Researchers have put forward a new hypothesis suggesting that gravitational waves generated in the early moments of the Universe’s existence could be responsible for the formation of large cosmic structures. This theory challenges the traditional concept of inflation, which relies on a mysterious quantum field known as Inflaton.
According to the standard model, inflation occurred within a fraction of a second after the Big Bang, expanding the universe by a factor of 1060. This rapid expansion not only enlarged the cosmos but also amplified quantum fluctuations in space-time, which eventually became the building blocks for stars, galaxies, and the cosmic web. However, the exact nature of the Inflaton field remains a mystery as it is unclear what triggered inflation, why it commenced, and how it concluded.

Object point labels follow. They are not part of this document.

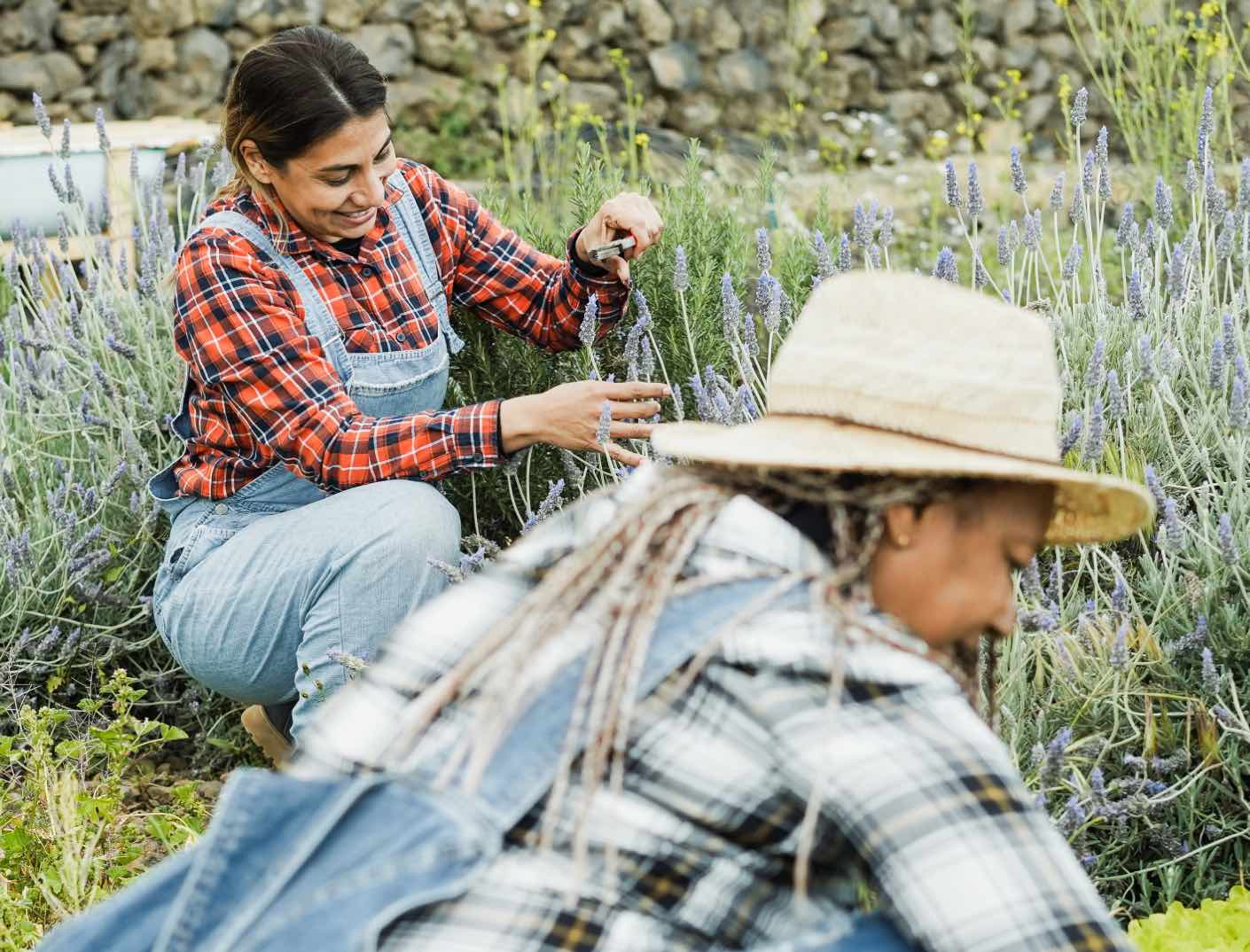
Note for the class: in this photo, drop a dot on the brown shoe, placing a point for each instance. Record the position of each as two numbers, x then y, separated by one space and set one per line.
262 723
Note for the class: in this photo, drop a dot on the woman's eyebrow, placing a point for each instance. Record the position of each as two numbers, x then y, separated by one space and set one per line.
350 167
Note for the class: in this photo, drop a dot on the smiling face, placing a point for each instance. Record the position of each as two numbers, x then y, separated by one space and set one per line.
945 571
334 189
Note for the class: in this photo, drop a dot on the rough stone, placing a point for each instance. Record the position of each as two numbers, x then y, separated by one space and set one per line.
160 18
695 113
1019 17
51 74
347 14
654 23
724 33
847 33
30 25
216 14
389 48
676 66
744 73
156 52
942 35
267 17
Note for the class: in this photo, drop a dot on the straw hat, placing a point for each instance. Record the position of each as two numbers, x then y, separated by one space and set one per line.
904 374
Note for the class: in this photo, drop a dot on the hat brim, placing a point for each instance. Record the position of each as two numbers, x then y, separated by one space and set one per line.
1089 507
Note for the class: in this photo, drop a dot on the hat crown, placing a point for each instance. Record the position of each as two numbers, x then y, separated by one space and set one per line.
921 356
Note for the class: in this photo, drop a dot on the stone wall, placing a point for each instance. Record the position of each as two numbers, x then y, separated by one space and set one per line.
707 67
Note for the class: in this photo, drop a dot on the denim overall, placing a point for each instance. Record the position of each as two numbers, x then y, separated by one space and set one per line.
383 384
299 863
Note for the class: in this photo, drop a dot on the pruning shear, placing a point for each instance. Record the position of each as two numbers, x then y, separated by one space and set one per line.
613 249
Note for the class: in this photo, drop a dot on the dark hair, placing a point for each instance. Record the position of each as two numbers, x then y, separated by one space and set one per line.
290 93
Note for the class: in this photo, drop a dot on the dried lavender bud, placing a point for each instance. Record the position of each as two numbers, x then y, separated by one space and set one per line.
1073 261
1116 405
887 235
604 431
1057 194
1210 676
1174 530
945 266
1155 488
951 191
1119 656
1228 545
1080 105
1018 182
589 330
1137 298
975 199
1094 370
1094 436
1073 436
762 253
1163 204
680 271
1125 229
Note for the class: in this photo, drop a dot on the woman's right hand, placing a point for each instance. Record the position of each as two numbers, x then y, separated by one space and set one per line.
567 417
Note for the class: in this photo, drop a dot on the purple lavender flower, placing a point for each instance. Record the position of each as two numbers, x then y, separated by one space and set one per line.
1210 676
1057 194
1228 545
1094 371
762 253
1119 656
1018 182
1238 417
1146 359
1073 261
953 198
1080 105
1094 436
887 235
589 330
945 266
1215 375
1174 530
1127 222
1163 203
680 271
844 254
1033 230
604 431
975 199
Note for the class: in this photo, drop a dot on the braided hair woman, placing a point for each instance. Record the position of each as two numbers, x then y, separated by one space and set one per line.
716 706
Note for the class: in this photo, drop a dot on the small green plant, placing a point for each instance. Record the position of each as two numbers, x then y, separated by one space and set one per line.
1216 925
82 808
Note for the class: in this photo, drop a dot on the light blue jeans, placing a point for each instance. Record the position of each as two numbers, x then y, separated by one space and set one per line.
262 606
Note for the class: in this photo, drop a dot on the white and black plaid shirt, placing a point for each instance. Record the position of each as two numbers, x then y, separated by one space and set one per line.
919 799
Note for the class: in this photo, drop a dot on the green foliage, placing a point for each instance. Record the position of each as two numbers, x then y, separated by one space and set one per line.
1222 925
82 811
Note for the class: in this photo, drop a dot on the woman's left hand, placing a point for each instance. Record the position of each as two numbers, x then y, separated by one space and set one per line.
627 214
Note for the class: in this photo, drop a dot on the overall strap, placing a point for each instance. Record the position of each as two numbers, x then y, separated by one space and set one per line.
523 769
417 237
316 314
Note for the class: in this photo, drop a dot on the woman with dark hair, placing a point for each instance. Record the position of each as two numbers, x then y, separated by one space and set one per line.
711 708
311 311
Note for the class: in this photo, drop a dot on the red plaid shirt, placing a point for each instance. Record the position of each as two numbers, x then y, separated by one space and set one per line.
262 390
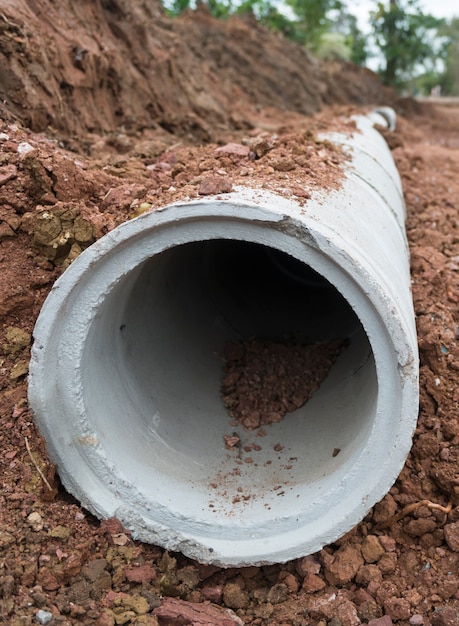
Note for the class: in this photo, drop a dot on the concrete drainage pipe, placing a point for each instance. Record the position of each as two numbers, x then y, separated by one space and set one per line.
125 373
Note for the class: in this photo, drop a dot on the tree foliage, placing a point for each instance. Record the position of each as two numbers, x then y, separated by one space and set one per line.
409 42
450 79
406 38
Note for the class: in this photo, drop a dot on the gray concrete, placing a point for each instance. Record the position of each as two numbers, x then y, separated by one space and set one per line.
126 365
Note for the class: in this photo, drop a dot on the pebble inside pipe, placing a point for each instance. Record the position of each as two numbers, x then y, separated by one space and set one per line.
126 365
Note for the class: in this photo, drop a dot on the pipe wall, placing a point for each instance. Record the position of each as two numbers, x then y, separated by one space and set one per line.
126 366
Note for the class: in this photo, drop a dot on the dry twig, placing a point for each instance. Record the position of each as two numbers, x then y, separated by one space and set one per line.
413 507
42 476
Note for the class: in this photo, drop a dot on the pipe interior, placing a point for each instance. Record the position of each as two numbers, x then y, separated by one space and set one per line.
153 367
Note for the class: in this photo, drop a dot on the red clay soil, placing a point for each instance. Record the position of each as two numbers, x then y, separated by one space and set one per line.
59 565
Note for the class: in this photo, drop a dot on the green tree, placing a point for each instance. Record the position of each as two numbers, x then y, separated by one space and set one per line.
346 24
312 20
406 38
450 79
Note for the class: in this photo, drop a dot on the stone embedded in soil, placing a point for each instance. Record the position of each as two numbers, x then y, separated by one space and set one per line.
264 380
347 562
175 612
452 536
212 185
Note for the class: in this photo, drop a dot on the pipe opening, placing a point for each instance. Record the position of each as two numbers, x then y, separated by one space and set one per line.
152 367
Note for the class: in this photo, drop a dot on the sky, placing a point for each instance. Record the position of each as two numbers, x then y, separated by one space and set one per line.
438 8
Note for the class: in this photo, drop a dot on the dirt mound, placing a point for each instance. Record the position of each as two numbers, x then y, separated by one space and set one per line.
96 66
139 93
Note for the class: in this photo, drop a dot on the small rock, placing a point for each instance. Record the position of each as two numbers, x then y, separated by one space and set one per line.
284 164
6 232
236 150
452 536
25 148
372 550
7 173
278 593
307 565
212 593
234 597
60 532
346 613
348 559
445 616
388 543
368 573
140 574
175 612
419 527
19 370
313 583
397 608
43 617
35 521
213 185
385 620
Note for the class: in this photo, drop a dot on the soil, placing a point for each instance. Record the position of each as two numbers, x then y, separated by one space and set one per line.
104 118
264 380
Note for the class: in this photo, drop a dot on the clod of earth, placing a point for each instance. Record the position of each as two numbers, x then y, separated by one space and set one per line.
264 380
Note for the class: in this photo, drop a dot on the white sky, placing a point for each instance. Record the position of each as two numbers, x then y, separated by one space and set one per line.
438 8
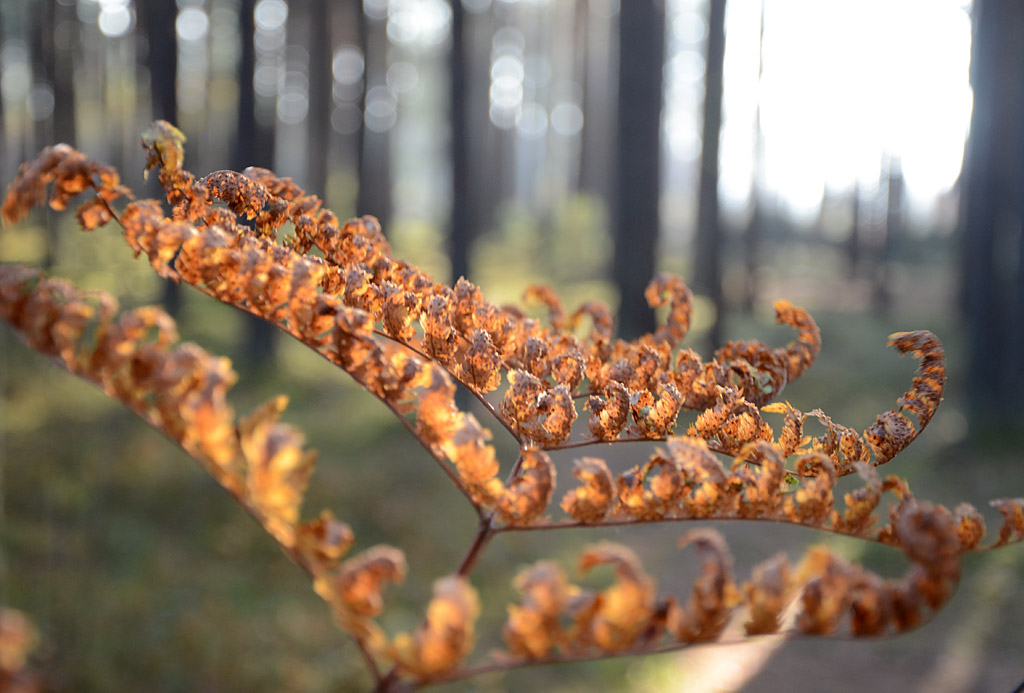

The new model proposed by scientists, which has been published on the arXiv server, outlines how gravitational waves in the early expanding universe could interact and reinforce each other. This interaction, under specific conditions, left imprints in space resembling relic radiation.
Relic radiation, which has been preserved since the Universe’s infancy, contains valuable information about the processes that led to the formation of the initial cosmic structures. While traditional inflation theory accounts for these imprints, the new hypothesis demonstrates that similar outcomes could be achieved without the need for an Inflaton field.
Although the research is in its early stages, the scientists behind the study aim to explore how the structures generated according to their model differ from those predicted by the standard theory. If significant and measurable distinctions are observed, this new hypothesis could represent a crucial advancement in reshaping current understanding of the early Universe.